Introduction

Oral leukoplakia is a white plaque in the mucosal lining of the mouth, and is the most common oral potentially malignant lesion. In 2018, the World Health Organization (WHO) defined oral leukoplakia as follows: “A white plaque of questionable risk having excluded (other) known diseases or disorders that carry no increased risk for cancer” [1, 2]. Oral leukoplakia has a worldwide estimated prevalence of 2–3% and is the most common precursor lesion of oral squamous cell carcinoma, with an annual malignant transformation rate of 1–3% (Evren et al. manuscript in preparation; unreferenced) [2,3,4,5]. Current standard of practice in the care of oral leukoplakia consists of obtaining a biopsy to perform histopathological assessment and ruling out any other mucosal condition. Hyperkeratotic and dysplastic lesions may be treated by removal of the lesion or by watchful monitoring of the lesion. Up until now, there is no evidence that removal of the lesion prevents oral squamous cell carcinoma formation [6]. Consequently, treated and untreated patients remain under surveillance at specialized oral cancer centers. To better stratify this surveillance, and to reduce the workload of regular controls, there is a need for the identification of lesions with a high and those with a low chance of malignant transformation.

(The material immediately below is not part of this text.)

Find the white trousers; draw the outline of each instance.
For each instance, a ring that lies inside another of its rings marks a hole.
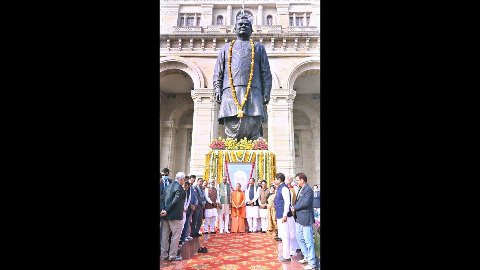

Dysplasia is an important marker for malignant transformation [5]. Currently, according to definitions of the WHO, dysplasia grade is divided into three categories: mild, moderate, and severe. According to this classification, 19–46% of oral leukoplakias are dysplastic [5, 7,8,9,10]. Typical morphological characteristics of dysplasia are architectural and cytonuclear changes of the squamous epithelium with hyperchromasia and enlargement of nuclei, decreased nuclear–cytoplasmic ratio, mitoses in suprabasal layers, and loss of differentiation of keratinocytes towards the surface. More recently, differentiated dysplasia was proposed as an additional category, based on the recognition of this histological phenotype in vulvar epithelium [11]. In the vulva, a distinction is made between classic (or usual) type of dysplasia and differentiated dysplasia. The latter type of dysplasia morphologically differs from classic dysplasia [12]. Differentiated dysplasia is characterized by a basal layer of small cells with hyperchromatic or open nuclei with small nucleoli with an abrupt transition to suprabasal large cells with abundant, eosinophilic cytoplasm with differences in eosinophilia, intercellular edema with clearly visible desmosomes, and large, open nuclei with prominent nucleoli. The epithelium can be hyperplastic or flat [11,12,13,14]. In vulvar epithelium, usual dysplasia is associated with high-risk HPV infection, whereas differentiated dysplasia is not [14]. Recent studies investigated the use of keratin 13 (CK13) and keratin 17 (CK17) as indicative markers associated with usual/classic and differentiated epithelial dysplasia, in that dysplastic lesions show a decreased expression of CK13 and an increased expression of CK17 [13, 15, 16]. Differentiated dysplasia is currently not acknowledged by the WHO as a separate morphological entity in the oral mucosa, and is therefore not considered in clinical decision management.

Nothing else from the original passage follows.